Examination at 33 weeks postmenstrual age
Routine retinal screening showed, in both eyes, Zone I stage 3 disease with prominent plus disease and flat neovascularisation at an ill-defined vascular-avascular junction, extending across five clock-hours temporally [1].
Key Questions
1. What is this infant's classification, and why does it matter? This is Zone I stage 3 ROP with plus disease, which meets Type 1 criteria and is the treatment threshold defined by the ETROP trial [2]. The prominent plus disease and ill-defined junction with flat neovascularisation in Zone I also raise concern for aggressive ROP, which can progress to detachment within days, so this is a sight-threatening emergency [1].

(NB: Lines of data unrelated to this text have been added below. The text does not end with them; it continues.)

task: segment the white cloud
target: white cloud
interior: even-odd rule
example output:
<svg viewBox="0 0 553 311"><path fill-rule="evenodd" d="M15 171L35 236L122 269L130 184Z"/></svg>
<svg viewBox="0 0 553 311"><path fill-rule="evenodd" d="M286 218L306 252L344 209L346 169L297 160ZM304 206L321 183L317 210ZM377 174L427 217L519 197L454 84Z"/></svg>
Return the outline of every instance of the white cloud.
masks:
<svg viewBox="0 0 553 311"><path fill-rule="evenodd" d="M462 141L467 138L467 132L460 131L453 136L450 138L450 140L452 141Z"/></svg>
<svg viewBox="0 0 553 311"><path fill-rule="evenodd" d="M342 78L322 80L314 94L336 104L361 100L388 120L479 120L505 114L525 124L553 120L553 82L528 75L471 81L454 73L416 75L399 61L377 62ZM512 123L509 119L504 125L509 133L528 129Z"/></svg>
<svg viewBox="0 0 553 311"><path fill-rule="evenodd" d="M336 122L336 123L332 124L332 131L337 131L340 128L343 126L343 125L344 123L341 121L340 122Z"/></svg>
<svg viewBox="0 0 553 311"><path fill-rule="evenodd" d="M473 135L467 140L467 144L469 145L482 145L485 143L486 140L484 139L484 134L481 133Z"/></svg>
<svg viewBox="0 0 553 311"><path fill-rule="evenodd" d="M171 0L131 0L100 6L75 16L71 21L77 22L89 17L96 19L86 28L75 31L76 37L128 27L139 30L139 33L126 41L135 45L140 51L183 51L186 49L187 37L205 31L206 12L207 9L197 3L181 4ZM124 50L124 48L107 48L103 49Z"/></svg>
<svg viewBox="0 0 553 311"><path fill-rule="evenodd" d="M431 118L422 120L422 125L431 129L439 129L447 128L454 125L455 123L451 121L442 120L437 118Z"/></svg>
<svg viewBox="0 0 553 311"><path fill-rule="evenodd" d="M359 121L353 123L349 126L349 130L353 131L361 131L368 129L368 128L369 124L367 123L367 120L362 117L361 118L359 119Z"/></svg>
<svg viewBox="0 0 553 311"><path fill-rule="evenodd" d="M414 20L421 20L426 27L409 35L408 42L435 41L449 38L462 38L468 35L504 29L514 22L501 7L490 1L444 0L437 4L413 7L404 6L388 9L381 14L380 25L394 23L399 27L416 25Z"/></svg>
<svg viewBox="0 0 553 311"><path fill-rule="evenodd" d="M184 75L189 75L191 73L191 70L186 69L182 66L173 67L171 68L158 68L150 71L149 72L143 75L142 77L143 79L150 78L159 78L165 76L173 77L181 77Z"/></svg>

2. How should this infant be treated? Type 1 ROP must be treated within 72 hours [2]. Because the disease is in Zone I, intravitreal anti-VEGF therapy is often preferred over laser, as the BEAT-ROP trial showed bevacizumab was superior to laser for Zone I stage 3 disease with plus [3]. Laser remains an alternative where anti-VEGF is unsuitable or follow-up cannot be guaranteed [2].
3. What follow-up is required after treatment? After anti-VEGF the infant needs close and prolonged surveillance because the drug's effect can wane and late reactivation of disease occurs beyond the usual screening window [3]. Examinations continue until the retina is fully vascularised into Zone III or the ROP has clearly regressed [4].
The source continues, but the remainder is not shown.